Among his other work on the writings of Kandhlawi was Taqrir-e-Bukhari Sharif, a six-volume compilation of Kandhlawi's teachings on Sahih al-Bukhari. He also arranged and completed Tarikh-e-Mazahir, including the continuation of the work in its second volume, and completed and arranged Kandhlawi's Tarikh-e-Mashaikh Chisht.

Saharanpuri wrote around 50 books, some of which were published in multiple volumes. His other works included:
- Maktubat-e-Shaikh (a three-volume collection of Kandhlawi's letters, also known as Maktubat-e-Tasawwuf)
- Kutub-e-Fazail par Ishkalat aur un ke Jawabat (a compilation and editing of Kandhlawi's responses to objections concerning Fazail-e-A'māl)
- Akabir ke Khat (a collection of 81 selected letters by Khalil Ahmad Saharanpuri, Abdur Rahim Raipuri, Husain Ahmad Madani, Abdul Qadir Raipuri, Muhammad Ilyas Kandhlawi, and Muhammad Yusuf Kandhlawi)
- Jamia Mazahir Uloom Ahl-e-Kamal ki Nazar Mein (in Urdu and English)
- Muqaddama Fatawa Khaliliya (a detailed introduction to the collected fatwas of Khalil Ahmad Saharanpuri)
- Ma'arif-e-Shaikh (a compilation of the scholarly teachings and insights of Zakariya Kandhlawi)
- Kuch Qayamatein, Kuch Wazahatein (an explanatory work written during a period of unrest at Mazahir Uloom)
- Majlis-e-Shura Sarparastan Mazahir Uloom Saharanpur, Waqiat aur Naza'ir ki Roshni Mein
- Tazkira Danishwaran-e-Saharanpur
- Hayat-e-Maulana Mufti Mahmud Hasan Gangohi
- Sawaneh-e-Maulana Muhammad Inamul Hasan Kandhlawi
- Dawat ki Basīrat aur us ka Fahm-o-Idrāk
- Takhassus-e-Hadith-e-Sharīf
- Fehrist-e-Tālifāt-e-Shaikh (a three-volume detailed introduction to and survey of Kandhlawi's Urdu and Arabic writings)
- Hayat-e-Shaikh (biography of Zakariya Kandhlawi in four volumes)

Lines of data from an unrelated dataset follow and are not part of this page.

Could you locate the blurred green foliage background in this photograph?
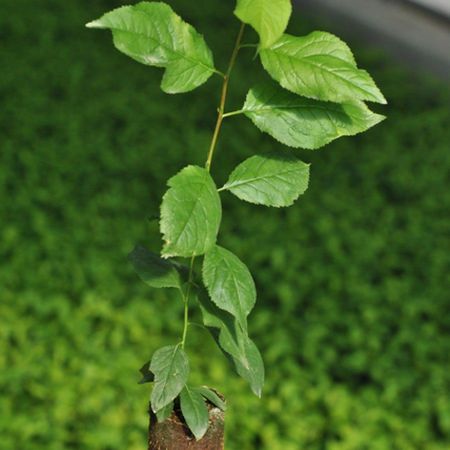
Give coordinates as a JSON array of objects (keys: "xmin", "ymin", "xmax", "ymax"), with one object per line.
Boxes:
[{"xmin": 1, "ymin": 0, "xmax": 449, "ymax": 449}]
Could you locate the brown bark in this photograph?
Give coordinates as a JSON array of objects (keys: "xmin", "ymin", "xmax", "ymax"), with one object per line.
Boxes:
[{"xmin": 148, "ymin": 404, "xmax": 225, "ymax": 450}]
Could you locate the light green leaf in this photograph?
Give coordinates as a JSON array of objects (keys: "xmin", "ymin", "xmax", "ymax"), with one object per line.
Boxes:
[
  {"xmin": 160, "ymin": 166, "xmax": 222, "ymax": 258},
  {"xmin": 180, "ymin": 386, "xmax": 210, "ymax": 441},
  {"xmin": 86, "ymin": 2, "xmax": 216, "ymax": 94},
  {"xmin": 203, "ymin": 245, "xmax": 256, "ymax": 331},
  {"xmin": 198, "ymin": 291, "xmax": 264, "ymax": 397},
  {"xmin": 150, "ymin": 345, "xmax": 189, "ymax": 412},
  {"xmin": 222, "ymin": 153, "xmax": 310, "ymax": 207},
  {"xmin": 156, "ymin": 401, "xmax": 173, "ymax": 423},
  {"xmin": 241, "ymin": 83, "xmax": 385, "ymax": 149},
  {"xmin": 234, "ymin": 0, "xmax": 292, "ymax": 48},
  {"xmin": 260, "ymin": 32, "xmax": 387, "ymax": 104},
  {"xmin": 128, "ymin": 245, "xmax": 183, "ymax": 289},
  {"xmin": 195, "ymin": 386, "xmax": 227, "ymax": 411}
]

- Hazrat Ji Thalith ki afātFitnon ki Barsāt
- Fitna-e-Maududiyyat
- Khilāfat-e Usmāniyah kī Baqā mein ʿUlamā-e Mazāhir-e ʿUlūm kā Kirdār
== Death ==
Saharanpuri died on 6 October 2023 in Saharanpur, shortly before the evening prayer, at the age of 72. His funeral prayer was held the following morning in the courtyard of Mazahir Uloom Jadeed, led by his uncle, Aaqil Saharanpuri, and he was buried in the ancestral cemetery at Bagh-e-Hakīmān in Saharanpur.